According to 27% of 130 European fund pickers, their company is switching its investing strategy from public to private markets because it thinks the latter have better return possibilities.

Half said that investors are looking for profits in private debt markets due to low bond rates and increasing inflation. Moreover, approximately one in three respondents predict private markets will reliably outperform public markets over the near future.

According to the study, fund selectors are turning to private markets in order to develop sustainable strategies. In fact, 38% of respondents think that private market investing will be crucial to achieving net-zero carbon emissions, and more than half say they anticipate increasing investment in renewable energy infrastructure over the next few years.

On the back of the energy transformation, more than half see potential inside real assets.

However, other investors are put off by worries that the asset class can become overhyped and subject to stricter regulation.

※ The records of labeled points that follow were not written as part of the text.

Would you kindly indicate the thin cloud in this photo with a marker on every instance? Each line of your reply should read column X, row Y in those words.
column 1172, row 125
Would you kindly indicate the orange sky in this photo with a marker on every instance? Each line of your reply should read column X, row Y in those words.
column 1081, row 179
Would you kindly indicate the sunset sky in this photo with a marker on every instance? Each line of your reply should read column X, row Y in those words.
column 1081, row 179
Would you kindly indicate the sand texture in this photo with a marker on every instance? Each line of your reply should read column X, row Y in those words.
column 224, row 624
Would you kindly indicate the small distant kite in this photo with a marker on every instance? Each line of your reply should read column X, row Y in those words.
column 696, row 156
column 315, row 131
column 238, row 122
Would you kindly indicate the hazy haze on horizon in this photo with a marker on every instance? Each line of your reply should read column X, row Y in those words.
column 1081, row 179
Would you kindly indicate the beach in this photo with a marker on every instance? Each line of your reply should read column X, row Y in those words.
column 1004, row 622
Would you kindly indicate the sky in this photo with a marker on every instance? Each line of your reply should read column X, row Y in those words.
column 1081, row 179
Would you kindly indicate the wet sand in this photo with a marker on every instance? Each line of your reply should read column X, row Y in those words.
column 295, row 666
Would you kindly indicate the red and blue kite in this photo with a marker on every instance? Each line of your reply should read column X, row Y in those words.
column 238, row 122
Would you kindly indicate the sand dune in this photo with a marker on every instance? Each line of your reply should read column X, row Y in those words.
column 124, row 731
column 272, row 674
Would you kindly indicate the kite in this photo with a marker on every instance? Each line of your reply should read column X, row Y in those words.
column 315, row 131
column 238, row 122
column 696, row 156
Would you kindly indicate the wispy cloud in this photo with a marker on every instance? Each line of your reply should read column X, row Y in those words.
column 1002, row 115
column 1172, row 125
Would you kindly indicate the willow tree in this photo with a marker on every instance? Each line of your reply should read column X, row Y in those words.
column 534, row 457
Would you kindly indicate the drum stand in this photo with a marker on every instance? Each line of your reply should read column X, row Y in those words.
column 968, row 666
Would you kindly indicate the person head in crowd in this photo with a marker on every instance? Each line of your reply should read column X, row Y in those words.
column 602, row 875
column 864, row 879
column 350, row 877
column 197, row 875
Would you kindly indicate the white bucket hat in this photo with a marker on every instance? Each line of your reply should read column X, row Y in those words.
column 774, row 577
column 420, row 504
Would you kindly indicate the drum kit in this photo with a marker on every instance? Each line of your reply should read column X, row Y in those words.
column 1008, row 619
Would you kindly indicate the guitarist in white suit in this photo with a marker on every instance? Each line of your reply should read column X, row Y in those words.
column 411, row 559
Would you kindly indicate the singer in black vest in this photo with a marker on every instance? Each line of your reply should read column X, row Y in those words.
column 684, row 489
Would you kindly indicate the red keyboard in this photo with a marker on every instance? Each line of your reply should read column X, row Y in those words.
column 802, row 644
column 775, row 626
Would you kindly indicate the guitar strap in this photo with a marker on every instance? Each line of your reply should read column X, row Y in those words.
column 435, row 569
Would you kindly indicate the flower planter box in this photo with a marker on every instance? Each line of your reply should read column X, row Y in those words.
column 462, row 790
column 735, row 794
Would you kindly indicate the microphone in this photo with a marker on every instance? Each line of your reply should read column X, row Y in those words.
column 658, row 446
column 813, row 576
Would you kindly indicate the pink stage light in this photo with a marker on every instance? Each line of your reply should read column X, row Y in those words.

A more crowded market, in the opinion of 44% of respondents, is making it harder to distribute investments within the sector. In addition, one in three people believe that private markets will face stricter regulation, which will reduce their appeal.

The findings, according to CoreData's founder and principal Andrew Inwood, demonstrate how "private markets are fast becoming central to investment strategies."

He added, "While private markets offer the prospect of superior, uncorrelated returns, they also present a broader opportunity set by tapping into structural trends at the forefront of economic and sustainable change."

79% of fund pickers feel internal competence and sufficient resources are essential when choosing an asset manager.

Additionally, there is a propensity for fund selectors to favor large asset managers, with 40% of survey participants doing so against 17% who do not.